Business Strategy InformationA year ago I wrote 3 blogs on what businesses needed to do in order to be GDPR compliant in time for May 25th 2018.

At the time much was about definitions as the requirements of the Regulation were being worked upon.

Now there are answers for most (but not all) areas so time for a re-visit to see whether holding off was a good idea.

Positive Outcomes of Delay

The first positive outcome of my review last year was that it caused me to focus on the personal data I was using in my business and how I was using it. As a marketer that focus is about the quality of the individual relationships and progression through a marketing funnel. The by-product of this focus was that I got more and better business, which meant I put off reviewing GDPR as I was busy. Whoops!

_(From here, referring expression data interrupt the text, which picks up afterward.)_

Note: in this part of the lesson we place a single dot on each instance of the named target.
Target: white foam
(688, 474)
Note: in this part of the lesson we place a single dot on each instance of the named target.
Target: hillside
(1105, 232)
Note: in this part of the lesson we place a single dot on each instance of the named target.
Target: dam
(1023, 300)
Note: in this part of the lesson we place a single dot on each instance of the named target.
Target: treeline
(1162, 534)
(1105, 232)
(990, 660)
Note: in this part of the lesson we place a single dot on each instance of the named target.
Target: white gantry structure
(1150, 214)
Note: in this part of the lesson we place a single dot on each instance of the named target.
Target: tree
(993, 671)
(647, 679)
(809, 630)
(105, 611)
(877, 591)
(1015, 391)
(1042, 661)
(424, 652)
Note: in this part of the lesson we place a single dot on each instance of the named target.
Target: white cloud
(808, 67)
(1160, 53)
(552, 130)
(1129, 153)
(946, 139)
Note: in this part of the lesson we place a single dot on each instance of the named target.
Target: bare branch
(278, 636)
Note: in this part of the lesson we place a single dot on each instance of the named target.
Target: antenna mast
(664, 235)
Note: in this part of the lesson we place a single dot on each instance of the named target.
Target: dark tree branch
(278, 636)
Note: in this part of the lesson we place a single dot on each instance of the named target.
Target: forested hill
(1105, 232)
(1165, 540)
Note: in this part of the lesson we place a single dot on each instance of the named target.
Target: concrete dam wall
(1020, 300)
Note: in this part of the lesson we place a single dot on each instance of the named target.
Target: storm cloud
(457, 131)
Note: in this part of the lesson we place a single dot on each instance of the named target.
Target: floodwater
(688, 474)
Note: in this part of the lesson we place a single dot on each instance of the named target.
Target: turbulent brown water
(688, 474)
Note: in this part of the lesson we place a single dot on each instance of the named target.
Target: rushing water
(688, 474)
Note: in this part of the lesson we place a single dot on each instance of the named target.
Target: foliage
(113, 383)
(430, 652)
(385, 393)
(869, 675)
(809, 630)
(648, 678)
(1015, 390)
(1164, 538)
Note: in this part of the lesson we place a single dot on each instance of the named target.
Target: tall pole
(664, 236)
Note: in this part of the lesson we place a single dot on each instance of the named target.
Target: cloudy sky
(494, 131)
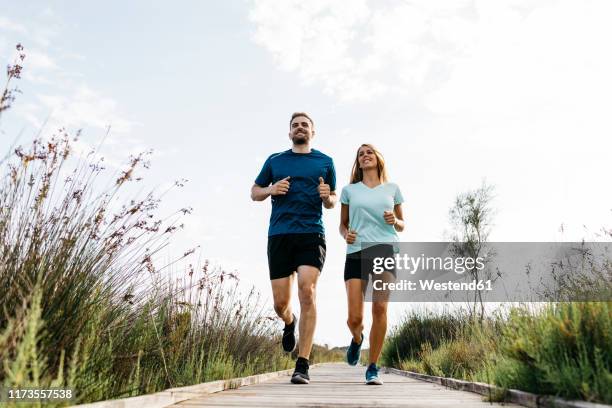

Since I last looked at the Information Commissioner Office’s website, they have uploaded some very useful checklists . When I say useful I also mean scary. GDPR fundamentally affects how anyone is doing marketing in Europe. All businesses need to rethink how they can effectively and legally use:

  • Their prospecting system
  • The customer relationship management systems they use.
  • Their market research profiling tools.

The checklists are great tools to understand your progress to compliance with handy information pop-outs and a rating of where you currently are. You will probably find that you need to work through more than one checklist. They may eventually numb your mind as you realise what is still left to do to be GDPR compliant.

Negative Outcomes of GDPR Delay Till May

GDPR is complex and in places can be logically contradictory. For example the best way for a computer to prevent re-entering a deleted record is to keep a record!

While parts of it have become more concrete, with a month to go some areas are still under construction. Anyone needing to have a processor contract in place needs to create it themselves, as there are no best practice examples or a list of areas that must be covered.

Waiting so long has made this another task that is urgent and important. And for my business there appear to be 10 policies to write, 7 processes to  map and execute, 5 pieces of legalese to drafted or people to trained and a fee to pay. Still a month to go, so plenty of time!

So Was I Right?

So the doomsayers who say we are all going to die when GDPR goes live might be correct. But in my case only probably from the effort of getting there by leaving it so late.

And the reason to do it, is not the fine. But because fundamentally GDPR is about sound real relationships that enable your business to prosper in the information technology age. So start now to be GDPR compliant as soon as you can.